A few highlights: sulfur has been used since biblical times to heal skin disorders, hydrogen increases elasticity and decreases inflammation and sun damage. Calcium regulates skin cell creation. By increasing calcium in the epidermis, we increase cell turnover, leaving skin youthful and glowing. These are just three of the 72.
FBP: Given I was using the cleanser and serum incorrectly, please share your application tips.
Koester: Apply the cleanser to humid, not wet skin. I put it on before wetting my hair, leaving it on for the entire shower. It’s the last thing I rinse off.

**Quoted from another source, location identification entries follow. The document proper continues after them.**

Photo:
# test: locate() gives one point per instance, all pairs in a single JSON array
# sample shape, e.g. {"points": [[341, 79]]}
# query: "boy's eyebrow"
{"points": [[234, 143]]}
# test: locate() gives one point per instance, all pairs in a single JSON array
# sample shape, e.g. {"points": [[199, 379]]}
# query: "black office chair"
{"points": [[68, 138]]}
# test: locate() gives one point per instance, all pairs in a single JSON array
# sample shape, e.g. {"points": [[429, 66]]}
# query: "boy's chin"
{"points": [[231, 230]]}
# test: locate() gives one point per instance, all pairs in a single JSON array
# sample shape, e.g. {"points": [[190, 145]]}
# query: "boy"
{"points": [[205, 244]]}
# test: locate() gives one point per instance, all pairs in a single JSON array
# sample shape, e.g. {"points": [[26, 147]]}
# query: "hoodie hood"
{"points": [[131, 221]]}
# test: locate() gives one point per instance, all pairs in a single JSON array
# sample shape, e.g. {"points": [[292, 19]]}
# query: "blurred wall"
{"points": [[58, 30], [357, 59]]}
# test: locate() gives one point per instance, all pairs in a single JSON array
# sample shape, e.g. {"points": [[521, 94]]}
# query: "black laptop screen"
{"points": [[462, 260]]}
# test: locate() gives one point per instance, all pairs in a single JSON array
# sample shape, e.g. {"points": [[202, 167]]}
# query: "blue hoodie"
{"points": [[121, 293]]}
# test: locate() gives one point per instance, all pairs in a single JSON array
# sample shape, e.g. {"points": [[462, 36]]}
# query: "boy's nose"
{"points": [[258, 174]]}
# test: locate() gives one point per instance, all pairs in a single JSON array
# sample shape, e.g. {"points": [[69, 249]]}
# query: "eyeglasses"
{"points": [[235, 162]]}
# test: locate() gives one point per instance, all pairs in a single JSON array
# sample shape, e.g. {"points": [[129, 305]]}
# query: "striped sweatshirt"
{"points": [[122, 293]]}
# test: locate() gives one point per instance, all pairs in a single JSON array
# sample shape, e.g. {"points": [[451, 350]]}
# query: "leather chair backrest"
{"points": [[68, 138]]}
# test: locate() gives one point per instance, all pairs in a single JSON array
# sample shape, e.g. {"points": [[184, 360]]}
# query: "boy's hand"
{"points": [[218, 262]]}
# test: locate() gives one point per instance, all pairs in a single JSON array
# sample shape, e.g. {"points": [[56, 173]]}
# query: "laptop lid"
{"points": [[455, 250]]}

When I get out my face is red.
I put the serum on, right after I pat my face dry, neutralizing the activation of the cleanser and clearing the redness. All you need is a tiny bit. A little goes a long way, more doesn’t equal better here. A pea-sized dot will do for your whole face. (Note from Diana: I was using too much.) You can see that it’s working. Next, while I put my teapot on, the serum is all soaked in and ready for the moisturizer. But you can apply the moisturizer without waiting.
I’m not a heavy foundation user, but because I was raised in Utah in the 80s, sunbathing with Crisco and was an every-weekend-of-season skier with no sunscreen, my skin has decades of damage, so I do use a little foundation. I dip my foundation brush into the moisturizer, wipe it off, then do a tiny tap into the foundation and brush it on over my face.